NORTHAMPTON COUNTY, Va. (WAVY) — The Northampton County Board of Supervisors voted Tuesday night to remove the Confederate monument that has stood at the county’s courthouse green in Eastville for more than a century.
The 3-1 vote, with Supervisors John Coker, Oliver Bennett and Betsy Mapp voting in favor, came just under a week after the violent insurrection at the U.S. Capitol. Supervisor L. Dixon Leatherbury voted against the motion, with Supervisor Dave Fauber absent.
The county has now put out two bids, for someone to accept the monument and for someone to remove it.
Supervisors had been considering what to do with the monument after calls for its removal over the summer in the wake of racial injustice. Art Carter, a former Northampton supervisor and physician, had recommended the addition of a monument to the county’s Black Union troops next to the Confederate one.
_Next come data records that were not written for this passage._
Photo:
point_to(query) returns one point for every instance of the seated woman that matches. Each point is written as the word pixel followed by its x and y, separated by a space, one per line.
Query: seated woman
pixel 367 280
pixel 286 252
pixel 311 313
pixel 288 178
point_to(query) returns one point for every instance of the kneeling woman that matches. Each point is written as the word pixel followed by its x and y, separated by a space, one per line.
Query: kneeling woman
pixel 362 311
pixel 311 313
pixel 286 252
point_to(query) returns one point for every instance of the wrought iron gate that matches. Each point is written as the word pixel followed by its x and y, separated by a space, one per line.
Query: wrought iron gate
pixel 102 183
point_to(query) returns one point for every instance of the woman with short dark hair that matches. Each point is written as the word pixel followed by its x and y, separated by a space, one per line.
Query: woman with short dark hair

The county so far doesn’t have a timetable for when the monument might be removed, Deputy County Administrator Janice Williams said. She says cost estimates for removal have ranged from $8,000 to $60,000.
When the monument is removed, the only Confederate monument on Virginia’s Eastern Shore will be in Parksley. The Parksley monument has been a point of contention for several years, and the town faced criticism over the summer after it voted to sell it for $1 to a Confederate group. However the town later said it did not own the statue and canceled a public hearing.